In geometry a double helix (plural helices) typically consists of two congruent helices with the same axis, differing by a translation along the axis, which may or may not be half-way.

The term "double helix" is commonly encountered in molecular biology, where it refers to the structure of DNA. The double-helix model of DNA structure was first published in the journal Nature by James D. Watson and Francis Crick in 1953, based upon the crucial X-ray diffraction image of DNA (labeled as "Photo 51") from Rosalind Franklin in 1952 , followed by her more clarified DNA image with Raymond Gosling, Maurice Wilkins, Alexander Stokes and Herbert Wilson, as well as base-pairing chemical and biochemical information by Erwin Chargaff.

Crick, Wilkins and Watson each received one third of the 1962 Nobel Prize in Physiology or Medicine for their contributions to the discovery. (Franklin, whose breakthrough X-ray diffraction data was used to formulate the DNA structure, died in 1958, and thus was ineligible to be nominated for a Nobel Prize.)

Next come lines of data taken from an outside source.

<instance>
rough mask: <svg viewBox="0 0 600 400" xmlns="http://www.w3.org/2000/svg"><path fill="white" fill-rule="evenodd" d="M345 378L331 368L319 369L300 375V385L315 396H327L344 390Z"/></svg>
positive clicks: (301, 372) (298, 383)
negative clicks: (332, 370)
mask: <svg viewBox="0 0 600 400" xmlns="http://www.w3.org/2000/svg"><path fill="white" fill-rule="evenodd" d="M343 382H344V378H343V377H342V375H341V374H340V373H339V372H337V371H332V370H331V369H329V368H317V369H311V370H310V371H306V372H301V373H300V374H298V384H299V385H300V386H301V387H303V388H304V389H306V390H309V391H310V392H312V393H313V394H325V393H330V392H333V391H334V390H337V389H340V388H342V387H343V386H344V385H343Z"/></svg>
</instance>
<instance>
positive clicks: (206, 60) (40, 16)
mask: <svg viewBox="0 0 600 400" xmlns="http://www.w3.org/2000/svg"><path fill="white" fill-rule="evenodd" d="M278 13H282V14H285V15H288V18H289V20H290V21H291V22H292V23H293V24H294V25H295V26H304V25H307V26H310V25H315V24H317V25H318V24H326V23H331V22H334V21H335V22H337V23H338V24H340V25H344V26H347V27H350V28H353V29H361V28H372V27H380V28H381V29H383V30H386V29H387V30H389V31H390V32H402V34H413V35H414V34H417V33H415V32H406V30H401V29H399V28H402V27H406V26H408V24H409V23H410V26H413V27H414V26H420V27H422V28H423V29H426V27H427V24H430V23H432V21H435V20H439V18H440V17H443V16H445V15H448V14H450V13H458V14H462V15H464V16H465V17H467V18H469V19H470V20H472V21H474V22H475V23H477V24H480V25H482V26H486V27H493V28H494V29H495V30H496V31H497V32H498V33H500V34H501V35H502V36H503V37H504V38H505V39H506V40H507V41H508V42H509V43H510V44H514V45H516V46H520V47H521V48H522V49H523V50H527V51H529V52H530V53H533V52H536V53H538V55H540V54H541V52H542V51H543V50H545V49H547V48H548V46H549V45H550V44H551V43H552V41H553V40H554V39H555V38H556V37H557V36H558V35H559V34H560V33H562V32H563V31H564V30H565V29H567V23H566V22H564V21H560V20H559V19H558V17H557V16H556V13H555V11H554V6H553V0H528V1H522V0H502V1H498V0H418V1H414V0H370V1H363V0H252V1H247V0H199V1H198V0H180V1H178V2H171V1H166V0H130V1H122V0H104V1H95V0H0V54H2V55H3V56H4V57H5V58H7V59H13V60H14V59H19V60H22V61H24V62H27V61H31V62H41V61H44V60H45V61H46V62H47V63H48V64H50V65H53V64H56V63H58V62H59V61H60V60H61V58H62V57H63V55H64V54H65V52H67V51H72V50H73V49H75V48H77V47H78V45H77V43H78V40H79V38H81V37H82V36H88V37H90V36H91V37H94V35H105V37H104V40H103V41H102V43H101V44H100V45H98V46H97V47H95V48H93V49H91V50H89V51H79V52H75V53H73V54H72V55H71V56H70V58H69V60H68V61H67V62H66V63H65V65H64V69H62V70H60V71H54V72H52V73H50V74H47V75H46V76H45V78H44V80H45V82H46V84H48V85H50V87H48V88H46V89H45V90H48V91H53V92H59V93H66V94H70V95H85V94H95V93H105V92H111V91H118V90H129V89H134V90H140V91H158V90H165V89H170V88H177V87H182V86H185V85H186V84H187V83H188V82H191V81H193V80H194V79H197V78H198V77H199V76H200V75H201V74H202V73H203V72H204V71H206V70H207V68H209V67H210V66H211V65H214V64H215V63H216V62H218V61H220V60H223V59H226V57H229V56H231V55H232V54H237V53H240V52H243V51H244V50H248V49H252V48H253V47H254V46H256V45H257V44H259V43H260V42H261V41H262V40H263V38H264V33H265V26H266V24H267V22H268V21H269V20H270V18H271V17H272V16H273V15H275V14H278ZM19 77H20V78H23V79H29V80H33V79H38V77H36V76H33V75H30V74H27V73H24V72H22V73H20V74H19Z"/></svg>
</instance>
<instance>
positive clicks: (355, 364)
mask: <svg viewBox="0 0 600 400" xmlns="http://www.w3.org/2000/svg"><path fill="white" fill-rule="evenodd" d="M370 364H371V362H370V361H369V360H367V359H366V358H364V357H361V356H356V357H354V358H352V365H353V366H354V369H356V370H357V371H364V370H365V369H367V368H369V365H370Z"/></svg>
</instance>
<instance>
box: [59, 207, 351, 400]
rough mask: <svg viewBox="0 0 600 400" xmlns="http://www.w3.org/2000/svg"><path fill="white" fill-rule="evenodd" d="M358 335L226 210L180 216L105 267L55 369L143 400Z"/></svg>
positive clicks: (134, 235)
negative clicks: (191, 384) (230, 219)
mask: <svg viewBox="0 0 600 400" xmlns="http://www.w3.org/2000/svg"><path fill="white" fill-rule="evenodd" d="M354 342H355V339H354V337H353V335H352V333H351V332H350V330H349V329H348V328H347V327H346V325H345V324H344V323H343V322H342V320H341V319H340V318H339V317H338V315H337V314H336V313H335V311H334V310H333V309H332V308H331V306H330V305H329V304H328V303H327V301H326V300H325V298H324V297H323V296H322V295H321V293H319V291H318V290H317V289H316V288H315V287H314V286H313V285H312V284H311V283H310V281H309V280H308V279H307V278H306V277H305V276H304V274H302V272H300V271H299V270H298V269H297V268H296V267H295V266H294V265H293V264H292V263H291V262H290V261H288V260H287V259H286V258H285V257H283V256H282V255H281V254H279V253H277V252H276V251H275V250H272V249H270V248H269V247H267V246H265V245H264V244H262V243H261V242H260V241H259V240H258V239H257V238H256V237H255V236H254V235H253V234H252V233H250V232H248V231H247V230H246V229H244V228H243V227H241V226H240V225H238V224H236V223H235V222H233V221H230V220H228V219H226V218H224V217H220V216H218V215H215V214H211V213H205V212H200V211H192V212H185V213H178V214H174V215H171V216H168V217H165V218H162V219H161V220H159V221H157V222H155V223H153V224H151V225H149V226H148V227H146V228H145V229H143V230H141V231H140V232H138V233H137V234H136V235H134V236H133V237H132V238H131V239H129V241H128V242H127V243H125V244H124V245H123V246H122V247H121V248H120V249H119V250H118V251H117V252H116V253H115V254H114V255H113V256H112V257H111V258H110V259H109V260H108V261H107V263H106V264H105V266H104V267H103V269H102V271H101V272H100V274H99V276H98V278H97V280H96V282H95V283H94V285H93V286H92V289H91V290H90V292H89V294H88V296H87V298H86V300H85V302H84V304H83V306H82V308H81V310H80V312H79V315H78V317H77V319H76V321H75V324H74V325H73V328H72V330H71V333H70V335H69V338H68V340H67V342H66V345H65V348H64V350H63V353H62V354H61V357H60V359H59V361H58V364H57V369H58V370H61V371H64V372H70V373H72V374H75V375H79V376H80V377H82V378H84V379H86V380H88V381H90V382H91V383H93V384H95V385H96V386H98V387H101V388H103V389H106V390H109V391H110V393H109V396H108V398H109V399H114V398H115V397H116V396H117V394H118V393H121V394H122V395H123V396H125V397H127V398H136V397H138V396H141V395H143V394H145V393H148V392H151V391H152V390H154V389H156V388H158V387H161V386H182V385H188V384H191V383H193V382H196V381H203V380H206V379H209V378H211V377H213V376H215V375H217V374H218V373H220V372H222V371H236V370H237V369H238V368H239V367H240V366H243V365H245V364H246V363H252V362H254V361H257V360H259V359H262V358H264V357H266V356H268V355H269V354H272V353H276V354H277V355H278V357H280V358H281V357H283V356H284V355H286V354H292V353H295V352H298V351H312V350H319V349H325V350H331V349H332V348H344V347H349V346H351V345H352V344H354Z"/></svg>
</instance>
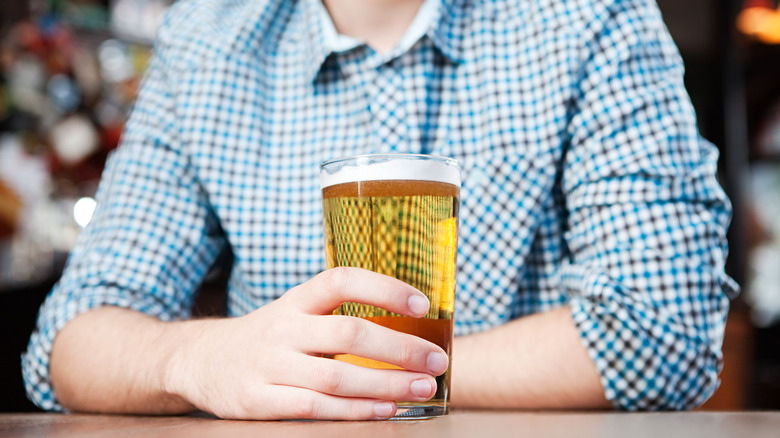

The DNA double helix is a right-handed spiral polymer of nucleic acids, held together by nucleotides which base pair together. A single turn of the helix constitutes ten nucleotides. The double helix structure of DNA contains a major groove and minor groove, the major groove being wider than the minor groove. Given the difference in widths of the major groove and minor groove, many proteins which bind to DNA do so through the wider major groove .

The order, or sequence, of the nucleotides in the double helix within a gene specifies the primary structure of a protein.

The term entered popular culture with the publication in 1968 of The Double Helix: A Personal Account of the Discovery of the Structure of DNA, by James Watson.